Westminster Confession of Faith (WCF) – the definitive statement of Presbyterian beliefs, finished in 1646. It is the last of the classic Reformed confessions and perhaps the most influential in the English-speaking world. It has been widely adopted (sometimes with amendments) by many Congregational and Baptist churches.

There never has been a period in which the Christian Church has been without a Confession of Faith, though these Confessions have varied both in character and in extent.  The first and simplest Confession is that of Peter: “Thou art the Christ, the Son of the living God.”  That of the Ethiopian treasurer is similar, and almost identical: “I believe that Jesus Christ is the Son of God.” This Confession secured admission into the Church; but without this, admission could not have been obtained. It was not long till this simple and brief primitive Confession was enlarged; at first, in order to meet the perverse notions of the Judaizing teachers, and next, to exclude those who were beginning to be tainted with the Gnostic heresies. It then became necessary, not only to confess that Jesus Christ was the Son of God, but also that Jesus Christ was come in the flesh, in order to prevent the admission, and to check the teaching, of those who held that Christ’s human nature was a mere phantasm or appearance.

In like manner the rise of any heresy rendered it necessary, first, to test the novel tenet by the Word of God and by the decision of the Holy Spirit, and then to add to the existing Confession of Faith a new article, containing the deliverance of the Church respecting each successive heresy. Thus, in the discharge of her duty to God, to the world, and to herself, the Church was constrained to enlarge the Confession of her Faith.” (William Hetherington, The History of the Westminster Assembly of Divines [Chapter 6])

Westminster Larger and Shorter Catechism – After the Westminster Assembly completed its work on the Confession, it focused its attention on preparation of a catechism.
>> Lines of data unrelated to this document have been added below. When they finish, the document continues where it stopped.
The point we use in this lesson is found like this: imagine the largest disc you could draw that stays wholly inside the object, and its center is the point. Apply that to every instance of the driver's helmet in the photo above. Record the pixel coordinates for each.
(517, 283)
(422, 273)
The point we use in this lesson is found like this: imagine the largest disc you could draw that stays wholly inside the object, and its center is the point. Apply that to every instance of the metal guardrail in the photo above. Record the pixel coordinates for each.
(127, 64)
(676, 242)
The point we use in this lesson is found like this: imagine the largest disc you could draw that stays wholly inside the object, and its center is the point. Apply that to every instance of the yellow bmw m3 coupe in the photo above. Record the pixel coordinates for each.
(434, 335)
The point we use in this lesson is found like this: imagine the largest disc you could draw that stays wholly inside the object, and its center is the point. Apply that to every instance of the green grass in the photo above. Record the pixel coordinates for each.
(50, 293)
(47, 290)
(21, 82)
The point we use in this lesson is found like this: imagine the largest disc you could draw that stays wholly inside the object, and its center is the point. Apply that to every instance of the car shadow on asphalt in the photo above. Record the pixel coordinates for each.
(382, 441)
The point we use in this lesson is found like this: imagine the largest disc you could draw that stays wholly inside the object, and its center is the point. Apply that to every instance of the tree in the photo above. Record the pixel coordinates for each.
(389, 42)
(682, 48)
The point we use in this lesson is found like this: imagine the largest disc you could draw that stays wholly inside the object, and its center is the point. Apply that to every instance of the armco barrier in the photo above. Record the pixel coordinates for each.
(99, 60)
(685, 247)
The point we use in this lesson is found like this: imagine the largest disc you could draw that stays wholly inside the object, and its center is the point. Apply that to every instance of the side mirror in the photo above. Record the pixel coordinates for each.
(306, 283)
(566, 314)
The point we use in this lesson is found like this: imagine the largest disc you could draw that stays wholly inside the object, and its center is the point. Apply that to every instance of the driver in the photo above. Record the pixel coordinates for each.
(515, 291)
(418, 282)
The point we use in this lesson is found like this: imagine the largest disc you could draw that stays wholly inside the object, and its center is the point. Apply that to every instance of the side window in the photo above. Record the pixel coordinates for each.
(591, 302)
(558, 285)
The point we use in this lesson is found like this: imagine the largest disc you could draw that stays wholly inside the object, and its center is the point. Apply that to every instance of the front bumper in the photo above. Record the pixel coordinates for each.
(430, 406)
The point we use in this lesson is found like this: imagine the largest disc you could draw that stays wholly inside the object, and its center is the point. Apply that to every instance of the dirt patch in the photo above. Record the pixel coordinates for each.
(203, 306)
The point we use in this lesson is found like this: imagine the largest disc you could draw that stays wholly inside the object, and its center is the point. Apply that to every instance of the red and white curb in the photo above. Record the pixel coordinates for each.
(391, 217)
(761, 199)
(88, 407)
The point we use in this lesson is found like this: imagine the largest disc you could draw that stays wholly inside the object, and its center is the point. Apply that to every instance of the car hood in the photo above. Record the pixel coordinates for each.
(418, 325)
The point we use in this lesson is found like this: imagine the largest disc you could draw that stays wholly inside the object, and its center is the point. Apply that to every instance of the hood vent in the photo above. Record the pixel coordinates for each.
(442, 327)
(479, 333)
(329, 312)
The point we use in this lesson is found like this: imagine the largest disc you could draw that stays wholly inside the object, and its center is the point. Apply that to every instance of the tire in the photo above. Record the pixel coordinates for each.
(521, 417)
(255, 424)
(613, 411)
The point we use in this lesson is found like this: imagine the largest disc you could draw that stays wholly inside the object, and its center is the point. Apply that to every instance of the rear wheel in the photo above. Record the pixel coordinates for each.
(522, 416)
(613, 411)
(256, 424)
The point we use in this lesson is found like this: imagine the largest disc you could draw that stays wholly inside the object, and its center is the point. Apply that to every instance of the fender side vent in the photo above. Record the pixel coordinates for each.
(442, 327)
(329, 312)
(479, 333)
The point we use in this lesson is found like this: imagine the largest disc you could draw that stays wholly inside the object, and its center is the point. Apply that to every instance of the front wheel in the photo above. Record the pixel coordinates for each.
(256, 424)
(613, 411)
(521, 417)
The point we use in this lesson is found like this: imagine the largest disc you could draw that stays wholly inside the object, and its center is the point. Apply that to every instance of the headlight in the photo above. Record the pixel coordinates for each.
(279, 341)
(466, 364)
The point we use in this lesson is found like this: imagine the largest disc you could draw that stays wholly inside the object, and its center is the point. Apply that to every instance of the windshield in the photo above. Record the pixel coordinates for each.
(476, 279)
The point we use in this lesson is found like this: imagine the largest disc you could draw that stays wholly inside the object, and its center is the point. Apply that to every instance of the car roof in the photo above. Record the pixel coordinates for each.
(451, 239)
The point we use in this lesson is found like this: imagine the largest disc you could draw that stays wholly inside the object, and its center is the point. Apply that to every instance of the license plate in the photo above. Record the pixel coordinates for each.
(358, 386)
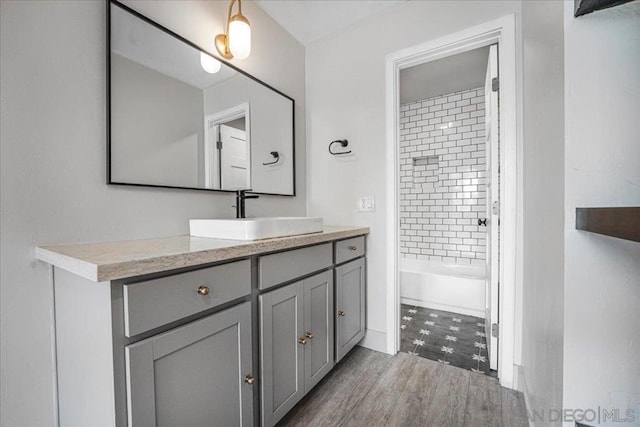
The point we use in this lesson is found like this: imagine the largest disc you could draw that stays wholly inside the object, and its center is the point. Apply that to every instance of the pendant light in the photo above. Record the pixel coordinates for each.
(236, 41)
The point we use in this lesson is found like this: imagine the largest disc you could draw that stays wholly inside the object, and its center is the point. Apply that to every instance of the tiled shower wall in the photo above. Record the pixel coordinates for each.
(442, 178)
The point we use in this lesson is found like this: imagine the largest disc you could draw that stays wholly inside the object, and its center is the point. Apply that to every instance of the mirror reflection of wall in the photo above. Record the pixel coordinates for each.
(169, 116)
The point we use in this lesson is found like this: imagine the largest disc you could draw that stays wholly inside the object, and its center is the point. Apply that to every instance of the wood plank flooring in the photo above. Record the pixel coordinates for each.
(368, 388)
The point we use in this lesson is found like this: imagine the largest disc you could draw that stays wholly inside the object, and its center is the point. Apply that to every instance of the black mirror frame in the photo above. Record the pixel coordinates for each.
(188, 42)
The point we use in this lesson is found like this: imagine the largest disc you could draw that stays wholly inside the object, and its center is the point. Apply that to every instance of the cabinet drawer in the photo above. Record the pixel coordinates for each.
(349, 249)
(157, 302)
(284, 266)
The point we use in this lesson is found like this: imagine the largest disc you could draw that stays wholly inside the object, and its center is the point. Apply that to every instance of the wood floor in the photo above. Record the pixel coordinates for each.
(368, 388)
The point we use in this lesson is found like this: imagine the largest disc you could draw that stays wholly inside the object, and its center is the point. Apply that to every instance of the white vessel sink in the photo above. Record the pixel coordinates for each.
(254, 228)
A consensus developed that two catechisms would be needed, “one more exact and comprehensive, another more easier and short for new beginners.” The Larger was intended for pulpit exposition, while the Shorter was intended for the instruction of children. These were completed, the Shorter in 1647 and the Larger in 1648. Both function as official standards of doctrine in many denominations today [including the RPCNA] within the Reformed tradition (John Frame, Elwell Evangelical Dictionary).
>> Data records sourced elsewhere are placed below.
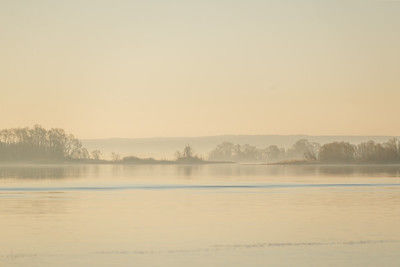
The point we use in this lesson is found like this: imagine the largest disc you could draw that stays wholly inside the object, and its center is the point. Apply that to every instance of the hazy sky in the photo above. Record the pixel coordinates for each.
(190, 68)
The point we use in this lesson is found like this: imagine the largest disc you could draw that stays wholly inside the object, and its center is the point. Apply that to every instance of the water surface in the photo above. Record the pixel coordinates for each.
(211, 215)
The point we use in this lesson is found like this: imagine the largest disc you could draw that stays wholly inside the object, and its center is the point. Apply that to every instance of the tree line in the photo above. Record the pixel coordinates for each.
(38, 143)
(303, 150)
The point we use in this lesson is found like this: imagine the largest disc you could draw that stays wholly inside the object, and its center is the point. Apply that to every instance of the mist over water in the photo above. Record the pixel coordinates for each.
(205, 215)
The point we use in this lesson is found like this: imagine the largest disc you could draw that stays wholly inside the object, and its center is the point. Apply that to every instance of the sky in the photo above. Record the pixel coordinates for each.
(157, 68)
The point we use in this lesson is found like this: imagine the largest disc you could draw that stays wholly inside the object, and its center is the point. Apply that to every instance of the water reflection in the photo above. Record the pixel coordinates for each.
(194, 171)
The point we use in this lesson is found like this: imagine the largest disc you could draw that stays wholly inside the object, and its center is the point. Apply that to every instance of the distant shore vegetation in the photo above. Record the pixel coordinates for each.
(304, 151)
(38, 144)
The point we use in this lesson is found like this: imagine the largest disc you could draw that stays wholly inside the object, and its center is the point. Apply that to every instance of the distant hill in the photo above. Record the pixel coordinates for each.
(165, 147)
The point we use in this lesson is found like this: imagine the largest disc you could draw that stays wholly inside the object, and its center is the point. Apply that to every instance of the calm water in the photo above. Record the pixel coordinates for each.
(213, 215)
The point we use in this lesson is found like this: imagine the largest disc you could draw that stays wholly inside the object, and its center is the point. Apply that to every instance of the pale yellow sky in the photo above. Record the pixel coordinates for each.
(191, 68)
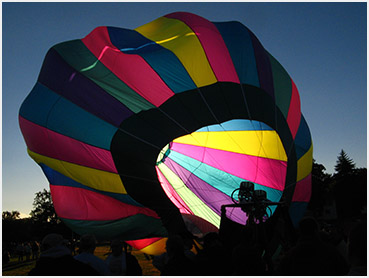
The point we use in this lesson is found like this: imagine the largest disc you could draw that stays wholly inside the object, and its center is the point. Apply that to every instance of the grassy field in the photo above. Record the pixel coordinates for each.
(21, 269)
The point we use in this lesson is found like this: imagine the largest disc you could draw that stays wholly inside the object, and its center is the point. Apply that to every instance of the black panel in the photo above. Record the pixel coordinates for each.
(135, 155)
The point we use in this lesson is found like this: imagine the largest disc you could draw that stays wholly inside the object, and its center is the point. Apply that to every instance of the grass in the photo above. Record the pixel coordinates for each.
(21, 269)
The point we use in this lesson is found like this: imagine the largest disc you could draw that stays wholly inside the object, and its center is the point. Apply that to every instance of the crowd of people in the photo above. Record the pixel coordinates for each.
(315, 252)
(24, 251)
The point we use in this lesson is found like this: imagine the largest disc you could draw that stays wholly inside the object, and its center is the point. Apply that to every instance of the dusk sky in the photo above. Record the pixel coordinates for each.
(323, 47)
No man lives without a creed, 
let only the feeble minded claim none
and let the courageous put forth what they believe
that is might be seen by all and defended. 

See: Why We Memorize the Catechism by R. Scott Clark

White Lake Camp – a ministry of the Atlantic & St. Lawrence Presbyteries of the Reformed Presbyterian Church of North America.

Women’s Missionary Fellowship (WMF) – encourages women in prayer, evangelism, service and changed personal lives.